How to reduce and boost your Firebase cold start times

Firebase cold start times are a common problem for developers. In this tutorial, we'll show you how to reduce and boost your Firebase cold start times.

ยท3 min read

Firebase is a great platform for building serverless applications. It provides a lot of great features out of the box, such as authentication, database, storage, and hosting.

However, one of the downsides of using Firebase is that it can be slow to start up: this is because Firebase is a serverless platform, which means that it doesn't have any servers running all the time.

Instead, it starts up a server when a request comes in, and then shuts it down when the request is complete. This is great for saving money, but it can be slow to start up, especially when loading the Firestore Admin SDK in your API function. This has been a very popular issue on the Firebase community forums: the only solution was switching to a REST API, which meant not being able to rely on the official SDK.

In this post, I want to share two tips to reduce and boost your Firebase cold start times, thanks to recent updates to the Firebase Functions and the Firestore Admin SDK.

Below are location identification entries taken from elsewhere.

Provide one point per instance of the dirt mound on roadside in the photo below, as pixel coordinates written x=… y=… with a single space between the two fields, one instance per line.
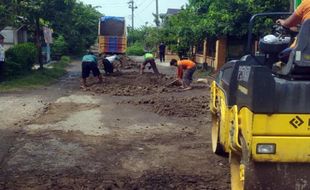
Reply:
x=175 y=106
x=132 y=83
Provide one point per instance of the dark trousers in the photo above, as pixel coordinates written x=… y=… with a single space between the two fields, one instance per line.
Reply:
x=152 y=63
x=108 y=66
x=162 y=56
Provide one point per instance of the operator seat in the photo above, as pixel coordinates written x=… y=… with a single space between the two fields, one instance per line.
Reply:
x=298 y=65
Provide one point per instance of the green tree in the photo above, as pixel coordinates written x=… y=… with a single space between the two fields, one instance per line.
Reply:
x=7 y=13
x=36 y=12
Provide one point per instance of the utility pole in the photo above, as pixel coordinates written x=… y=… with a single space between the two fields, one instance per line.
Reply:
x=132 y=7
x=157 y=14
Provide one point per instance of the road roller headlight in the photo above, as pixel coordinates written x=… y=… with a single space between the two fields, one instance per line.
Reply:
x=266 y=148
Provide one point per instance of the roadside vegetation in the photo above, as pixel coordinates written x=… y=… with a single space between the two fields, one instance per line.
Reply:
x=74 y=26
x=36 y=78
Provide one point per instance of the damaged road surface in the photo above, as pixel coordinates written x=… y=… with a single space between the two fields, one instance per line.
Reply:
x=131 y=132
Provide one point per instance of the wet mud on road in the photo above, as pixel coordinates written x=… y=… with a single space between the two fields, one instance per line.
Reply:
x=131 y=132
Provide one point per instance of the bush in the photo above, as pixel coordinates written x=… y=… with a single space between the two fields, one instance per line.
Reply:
x=20 y=59
x=59 y=47
x=135 y=49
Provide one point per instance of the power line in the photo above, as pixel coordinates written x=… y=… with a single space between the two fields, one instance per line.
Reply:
x=132 y=7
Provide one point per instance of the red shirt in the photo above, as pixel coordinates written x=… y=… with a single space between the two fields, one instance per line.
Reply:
x=183 y=65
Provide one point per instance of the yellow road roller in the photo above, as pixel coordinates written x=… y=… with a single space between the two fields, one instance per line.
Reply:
x=261 y=112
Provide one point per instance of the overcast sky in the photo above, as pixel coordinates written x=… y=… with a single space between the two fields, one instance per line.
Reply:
x=142 y=14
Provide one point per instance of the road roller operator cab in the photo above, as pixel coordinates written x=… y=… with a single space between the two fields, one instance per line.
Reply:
x=261 y=115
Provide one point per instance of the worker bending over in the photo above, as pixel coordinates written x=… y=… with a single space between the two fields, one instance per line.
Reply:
x=185 y=70
x=149 y=58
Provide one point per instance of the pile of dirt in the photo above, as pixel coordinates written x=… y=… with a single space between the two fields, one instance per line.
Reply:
x=132 y=83
x=76 y=179
x=193 y=106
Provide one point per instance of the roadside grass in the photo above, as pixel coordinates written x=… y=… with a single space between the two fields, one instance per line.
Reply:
x=36 y=78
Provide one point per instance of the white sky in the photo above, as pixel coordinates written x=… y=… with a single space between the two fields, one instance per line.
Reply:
x=142 y=14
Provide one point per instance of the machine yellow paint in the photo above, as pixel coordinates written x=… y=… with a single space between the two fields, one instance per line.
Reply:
x=240 y=131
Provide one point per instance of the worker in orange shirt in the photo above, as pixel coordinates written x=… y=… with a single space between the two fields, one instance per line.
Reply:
x=185 y=70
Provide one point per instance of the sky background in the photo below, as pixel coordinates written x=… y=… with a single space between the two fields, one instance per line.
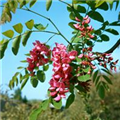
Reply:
x=60 y=16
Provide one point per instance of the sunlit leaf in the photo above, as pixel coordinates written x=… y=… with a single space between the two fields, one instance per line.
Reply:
x=32 y=2
x=8 y=33
x=3 y=46
x=96 y=16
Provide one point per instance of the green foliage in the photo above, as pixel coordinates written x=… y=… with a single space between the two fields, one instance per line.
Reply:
x=8 y=33
x=3 y=46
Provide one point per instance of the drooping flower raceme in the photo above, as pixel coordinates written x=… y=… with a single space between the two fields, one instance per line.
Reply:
x=60 y=81
x=39 y=55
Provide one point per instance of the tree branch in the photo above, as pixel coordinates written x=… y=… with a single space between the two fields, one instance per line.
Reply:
x=113 y=47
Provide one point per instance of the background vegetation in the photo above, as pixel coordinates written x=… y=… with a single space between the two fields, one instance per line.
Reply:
x=19 y=108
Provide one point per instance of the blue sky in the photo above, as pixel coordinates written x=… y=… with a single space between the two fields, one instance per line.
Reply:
x=60 y=16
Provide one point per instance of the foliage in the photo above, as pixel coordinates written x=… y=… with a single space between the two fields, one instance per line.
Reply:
x=75 y=66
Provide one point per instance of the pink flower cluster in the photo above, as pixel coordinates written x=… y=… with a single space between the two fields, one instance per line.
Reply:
x=60 y=81
x=39 y=55
x=86 y=30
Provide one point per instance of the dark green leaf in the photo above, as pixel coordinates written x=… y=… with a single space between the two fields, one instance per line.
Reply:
x=13 y=5
x=101 y=91
x=104 y=6
x=41 y=75
x=32 y=2
x=104 y=37
x=48 y=4
x=58 y=104
x=84 y=78
x=26 y=37
x=70 y=100
x=45 y=67
x=96 y=16
x=40 y=27
x=34 y=82
x=8 y=33
x=113 y=31
x=107 y=79
x=3 y=46
x=18 y=27
x=43 y=106
x=29 y=24
x=16 y=44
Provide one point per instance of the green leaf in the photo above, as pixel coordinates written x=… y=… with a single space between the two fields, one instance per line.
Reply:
x=96 y=16
x=8 y=33
x=113 y=31
x=32 y=2
x=72 y=16
x=84 y=78
x=24 y=82
x=41 y=75
x=80 y=8
x=104 y=37
x=26 y=37
x=71 y=25
x=48 y=4
x=34 y=82
x=70 y=100
x=18 y=27
x=45 y=67
x=101 y=92
x=99 y=2
x=16 y=44
x=107 y=79
x=58 y=104
x=36 y=112
x=40 y=27
x=95 y=75
x=3 y=46
x=13 y=5
x=23 y=2
x=86 y=69
x=29 y=24
x=104 y=6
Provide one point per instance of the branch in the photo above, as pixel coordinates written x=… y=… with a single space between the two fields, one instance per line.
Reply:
x=113 y=47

1. Switch to the Firestore REST API

If you update your Firestore Admin Node.js SDK to version 9.14.0 or higher, you can now use the Firestore Admin SDK using REST calls instead of the gRPC protocol. This will immediately boost your cold start times since the Firestore Admin SDK no longer needs to access files from the file system.

NB: this will improve your cold start times regardless of which platform you use, such as AWS, Vercel or Netlify. In fact, this issue existed in all serverless platforms, not just Firebase Functions.

How to enable the Firestore REST API

To enable the Firestore REST API, you need to update your firebase-admin package to version 9.14.0 or higher, and then update your firebase-admin/firestore settings when creating the Firestore instance.

For example, you can use the function below and replace your plain getFirestore instances:

import { getFirestore, Firestore } from 'firebase-admin/firestore'; let firestore: Firestore; /** * @name getRestFirestore * @description Get the Firestore instance with REST API enabled. This is * faster than the default Firestore instance which uses GRPC. */ function getRestFirestore() { // prevent multiple instances of Firestore if (firestore) { return firestore; } firestore = getFirestore(); // enable REST API for faster Firestore operations firestore.settings({ preferRest: true, }); return firestore; } export default getRestFirestore;

Now, use getRestFirestore instead of getFirestore in your functions whenever you're loading the Firestore SDK in your API functions.

2. Use the new Firebase Functions v2

If you are using Firebase Functions, you can further reduce your cold start times by switching to the new Firebase Functions v2.

The Firebase Functions v2 now uses Google Cloud Run: a more modern and faster serverless product with better control, configuration and monitoring.

The most important change is that Function instances can now execute more than one request at a time: new functions with 1 dedicated CPU or higher will default to 80 concurrent requests. This means that your functions will be able to handle more requests at the same time, which will reduce the number of cold starts.